Bladderiness in plums is not common so very little is known about the disorder. It was first recorded in 1935 by Davies, Boyes and Beyers. According to them, bladderiness was associated with mixed maturities in export plums, where fruit which became overripe developed bladderiness. While little research has been done on bladderiness, we have noted the problem from time to time in cultivars such as Santa Rosa and Songold. Bladdery fruit has already been noted in plums at harvest, so it seems as if this internal disorder is not a chilling injury per se.

Causes and remedies

As alluded to above, very little information is available on bladderiness. In our experience, the risk of bladderiness seems to increase when plums are harvested following high rainfall. It could therefore be linked to excessive uptake of water by the fruit. As reported by Davies et al, we concur that it is more prominent in riper fruit.

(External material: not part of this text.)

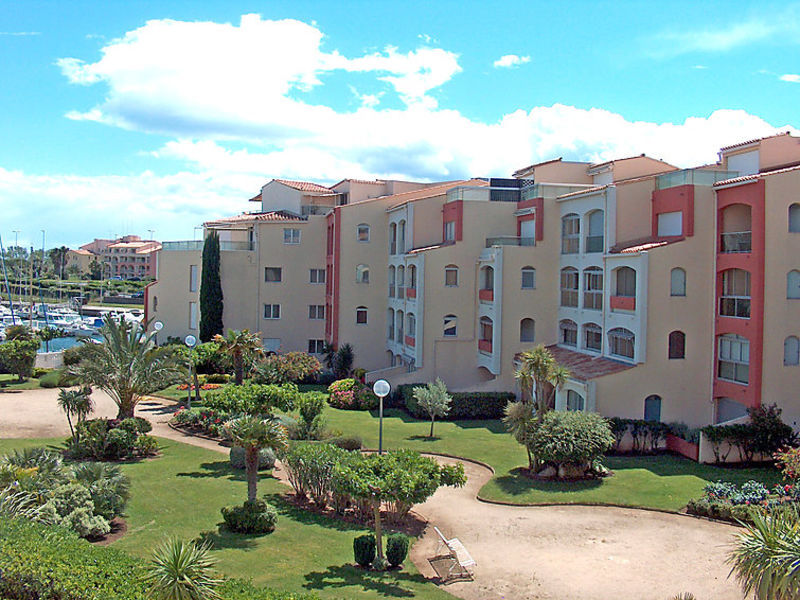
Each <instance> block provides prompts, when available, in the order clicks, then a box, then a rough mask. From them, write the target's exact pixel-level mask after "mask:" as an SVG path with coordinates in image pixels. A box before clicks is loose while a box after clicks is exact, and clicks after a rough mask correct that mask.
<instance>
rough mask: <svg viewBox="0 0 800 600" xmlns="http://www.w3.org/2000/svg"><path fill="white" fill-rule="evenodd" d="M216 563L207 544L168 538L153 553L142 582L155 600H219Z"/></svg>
mask: <svg viewBox="0 0 800 600" xmlns="http://www.w3.org/2000/svg"><path fill="white" fill-rule="evenodd" d="M216 563H217V561H216V559H214V557H212V556H211V554H210V551H209V547H208V545H206V544H201V545H198V544H196V543H195V542H187V541H184V540H179V539H176V538H170V539H168V540H167V541H165V542H164V543H163V544H161V546H159V547H158V548H157V549H156V550H155V552H153V559H152V565H151V566H150V569H149V573H148V575H147V577H146V578H145V581H146V582H147V584H148V585H149V592H148V597H149V598H153V599H155V600H219V599H220V595H219V594H218V593H217V588H218V587H219V585H220V584H221V583H222V580H221V579H219V578H217V577H215V575H214V566H215V565H216Z"/></svg>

Given the scant information on this disorder, we suggest the recommendations for IB and GB control following adverse weather conditions will also assist in lowering the risk of bladderiness development after excessively high rainfall. It is believed that fruit which are immature on the tree have a better chance of not being damaged. Therefore, if harvested a few of days after the high rainfall, the internal quality will hopefully be unaffected. In the case of mature fruit that must be harvested because it has ripened beyond the middle of the optimum maturity window, it is good practice to cut a sample of fruit through the equatorial axis to conduct an internal inspection for flesh tissue damage. After high rainfall it is also prudent to cut the fruit across the shoulder to check for bladderiness. Tissue damage detected at harvest, be it GB or bladderiness, indicates a very high quality risk. As progressive disorders, the levels of internal disorders will increase with longer storage so extended storage of such fruit is high risk.